In this issue of Globalisation Outlook we examine how these trends may be accelerated. We take as our guide JM Keynes’s views of globalisation from the 1930s
“Ideas, knowledge, science, hospitality, travel – these are the things that should of their nature be international. But let goods be homespun whenever it is reasonably and conveniently possible. And, above all, let finance be primarily national”JM Keynes, 1933
International scientific collaboration and exchange of knowledge has been one of the bright spots of the current pandemic – in spite of the increasing doubts about the reliability of information coming out of China
Though the slump in international travel and tourism will likely be deep and prolonged, international travel will most likely resume its upward trend at some stage.
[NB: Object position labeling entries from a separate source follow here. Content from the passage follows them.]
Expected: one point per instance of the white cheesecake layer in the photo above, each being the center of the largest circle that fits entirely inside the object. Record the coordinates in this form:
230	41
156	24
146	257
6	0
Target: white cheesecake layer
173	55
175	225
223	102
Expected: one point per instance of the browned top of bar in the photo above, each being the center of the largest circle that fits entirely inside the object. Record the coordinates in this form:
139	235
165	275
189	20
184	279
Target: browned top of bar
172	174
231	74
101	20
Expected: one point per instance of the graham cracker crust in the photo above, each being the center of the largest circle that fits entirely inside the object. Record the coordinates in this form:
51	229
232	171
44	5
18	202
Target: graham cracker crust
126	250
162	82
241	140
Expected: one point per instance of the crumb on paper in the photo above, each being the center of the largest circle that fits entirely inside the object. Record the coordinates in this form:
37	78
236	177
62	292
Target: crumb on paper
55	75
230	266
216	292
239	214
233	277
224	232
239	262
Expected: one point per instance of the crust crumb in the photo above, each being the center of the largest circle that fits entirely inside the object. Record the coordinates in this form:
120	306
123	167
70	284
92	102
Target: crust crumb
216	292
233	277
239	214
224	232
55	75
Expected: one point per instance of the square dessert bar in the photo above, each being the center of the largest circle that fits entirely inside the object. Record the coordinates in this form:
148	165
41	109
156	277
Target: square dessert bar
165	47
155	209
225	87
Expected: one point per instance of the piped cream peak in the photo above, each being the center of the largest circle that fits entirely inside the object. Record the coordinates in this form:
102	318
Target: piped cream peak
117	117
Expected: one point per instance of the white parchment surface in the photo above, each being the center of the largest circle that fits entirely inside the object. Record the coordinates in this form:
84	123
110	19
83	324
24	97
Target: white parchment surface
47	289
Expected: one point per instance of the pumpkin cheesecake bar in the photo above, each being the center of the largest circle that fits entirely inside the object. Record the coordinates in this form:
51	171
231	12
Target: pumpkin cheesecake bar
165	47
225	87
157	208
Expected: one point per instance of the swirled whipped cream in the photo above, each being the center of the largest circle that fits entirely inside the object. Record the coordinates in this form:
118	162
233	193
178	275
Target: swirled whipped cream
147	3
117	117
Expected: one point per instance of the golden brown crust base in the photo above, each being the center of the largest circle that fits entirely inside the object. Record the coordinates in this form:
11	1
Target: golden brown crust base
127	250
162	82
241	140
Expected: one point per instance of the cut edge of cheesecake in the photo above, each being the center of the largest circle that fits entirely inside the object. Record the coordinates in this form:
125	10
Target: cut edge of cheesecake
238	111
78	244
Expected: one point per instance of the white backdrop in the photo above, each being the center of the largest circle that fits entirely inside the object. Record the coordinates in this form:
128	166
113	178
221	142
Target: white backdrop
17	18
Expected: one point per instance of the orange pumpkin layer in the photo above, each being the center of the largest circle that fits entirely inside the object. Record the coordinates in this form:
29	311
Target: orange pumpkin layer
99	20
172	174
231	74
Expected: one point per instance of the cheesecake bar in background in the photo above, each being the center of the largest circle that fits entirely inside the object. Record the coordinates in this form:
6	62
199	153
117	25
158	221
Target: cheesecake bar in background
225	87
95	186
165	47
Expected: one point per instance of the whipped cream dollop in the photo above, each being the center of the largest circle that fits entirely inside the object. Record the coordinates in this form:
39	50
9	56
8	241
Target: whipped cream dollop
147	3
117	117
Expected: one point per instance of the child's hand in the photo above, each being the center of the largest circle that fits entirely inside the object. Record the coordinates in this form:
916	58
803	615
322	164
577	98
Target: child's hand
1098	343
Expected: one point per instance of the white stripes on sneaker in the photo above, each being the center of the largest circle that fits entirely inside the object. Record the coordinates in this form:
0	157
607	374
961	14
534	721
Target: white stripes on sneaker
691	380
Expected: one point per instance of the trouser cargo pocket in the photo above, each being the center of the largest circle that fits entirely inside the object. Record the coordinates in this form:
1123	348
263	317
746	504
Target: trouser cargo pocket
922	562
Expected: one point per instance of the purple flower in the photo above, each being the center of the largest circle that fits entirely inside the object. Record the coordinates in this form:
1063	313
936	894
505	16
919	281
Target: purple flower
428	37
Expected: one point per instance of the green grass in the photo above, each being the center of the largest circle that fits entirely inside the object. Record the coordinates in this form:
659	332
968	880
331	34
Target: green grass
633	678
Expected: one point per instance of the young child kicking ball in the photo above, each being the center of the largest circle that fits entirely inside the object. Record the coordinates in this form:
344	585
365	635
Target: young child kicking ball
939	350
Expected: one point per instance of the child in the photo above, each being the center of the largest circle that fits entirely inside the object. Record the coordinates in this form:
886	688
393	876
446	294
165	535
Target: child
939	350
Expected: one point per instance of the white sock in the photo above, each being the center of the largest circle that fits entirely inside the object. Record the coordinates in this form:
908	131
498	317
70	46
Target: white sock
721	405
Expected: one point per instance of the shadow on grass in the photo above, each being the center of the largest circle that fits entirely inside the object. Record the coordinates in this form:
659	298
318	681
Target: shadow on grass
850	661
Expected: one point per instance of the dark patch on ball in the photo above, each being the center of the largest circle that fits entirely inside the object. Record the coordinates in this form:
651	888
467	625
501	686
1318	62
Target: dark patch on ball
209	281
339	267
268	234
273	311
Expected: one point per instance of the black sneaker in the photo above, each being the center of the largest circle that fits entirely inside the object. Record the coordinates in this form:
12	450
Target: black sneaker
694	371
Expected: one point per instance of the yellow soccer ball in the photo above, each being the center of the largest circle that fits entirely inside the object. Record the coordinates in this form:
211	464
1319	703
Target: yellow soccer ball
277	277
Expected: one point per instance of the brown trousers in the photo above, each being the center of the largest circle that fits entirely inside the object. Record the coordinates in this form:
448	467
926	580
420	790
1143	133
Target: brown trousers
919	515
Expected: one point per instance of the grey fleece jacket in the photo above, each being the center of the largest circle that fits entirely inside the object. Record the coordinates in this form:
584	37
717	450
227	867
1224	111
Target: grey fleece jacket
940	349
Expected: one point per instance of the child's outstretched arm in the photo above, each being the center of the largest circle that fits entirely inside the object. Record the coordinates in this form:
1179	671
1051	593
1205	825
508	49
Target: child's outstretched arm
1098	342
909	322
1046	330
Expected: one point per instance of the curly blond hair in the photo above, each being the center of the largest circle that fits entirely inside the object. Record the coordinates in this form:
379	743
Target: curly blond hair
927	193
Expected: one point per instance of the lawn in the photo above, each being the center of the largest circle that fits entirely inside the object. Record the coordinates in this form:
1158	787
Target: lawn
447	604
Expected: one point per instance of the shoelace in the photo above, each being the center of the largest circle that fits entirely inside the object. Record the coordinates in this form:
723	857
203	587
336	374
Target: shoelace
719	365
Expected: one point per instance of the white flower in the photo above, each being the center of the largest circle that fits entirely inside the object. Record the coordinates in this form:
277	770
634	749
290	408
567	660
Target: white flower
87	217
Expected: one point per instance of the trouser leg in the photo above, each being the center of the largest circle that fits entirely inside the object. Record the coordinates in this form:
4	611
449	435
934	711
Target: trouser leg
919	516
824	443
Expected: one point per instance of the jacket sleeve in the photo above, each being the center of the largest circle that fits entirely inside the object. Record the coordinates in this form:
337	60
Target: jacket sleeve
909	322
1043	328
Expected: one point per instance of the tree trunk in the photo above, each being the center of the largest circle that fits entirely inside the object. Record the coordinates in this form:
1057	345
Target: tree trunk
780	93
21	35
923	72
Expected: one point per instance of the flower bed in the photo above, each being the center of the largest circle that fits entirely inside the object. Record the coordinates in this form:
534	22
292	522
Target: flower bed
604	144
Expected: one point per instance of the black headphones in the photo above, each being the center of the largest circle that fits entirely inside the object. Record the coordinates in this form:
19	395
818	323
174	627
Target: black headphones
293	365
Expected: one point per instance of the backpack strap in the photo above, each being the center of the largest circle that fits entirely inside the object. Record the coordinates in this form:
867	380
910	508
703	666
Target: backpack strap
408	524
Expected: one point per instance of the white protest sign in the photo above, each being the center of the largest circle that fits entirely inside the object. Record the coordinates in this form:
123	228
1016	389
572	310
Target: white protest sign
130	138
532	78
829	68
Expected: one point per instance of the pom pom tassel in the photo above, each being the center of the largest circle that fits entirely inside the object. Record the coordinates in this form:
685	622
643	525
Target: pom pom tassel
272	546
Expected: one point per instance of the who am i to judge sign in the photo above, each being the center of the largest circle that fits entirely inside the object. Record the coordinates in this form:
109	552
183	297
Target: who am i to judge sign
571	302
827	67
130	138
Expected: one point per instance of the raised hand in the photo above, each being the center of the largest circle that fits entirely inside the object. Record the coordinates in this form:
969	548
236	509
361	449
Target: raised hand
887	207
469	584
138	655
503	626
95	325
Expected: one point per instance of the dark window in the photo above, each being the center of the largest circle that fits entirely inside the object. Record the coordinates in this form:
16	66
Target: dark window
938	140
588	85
Exposure to any resurgence of the current infection will therefore likely also be transnational and any new future infection will also likely spread globally
We will likely see an expansion of what countries will start to define as ‘strategic industries’ for which local production capability will form an essential component. And industrial strategy is back in fashion. How far all that will go remains to be seen.
We are well past the time of ‘above all let finance be primarily national’ and it is highly unlikely that genie can be put back in the bottle. The consequences, in terms of huge outflows of ‘hot money’ from developing countries can already be seen in this pandemic.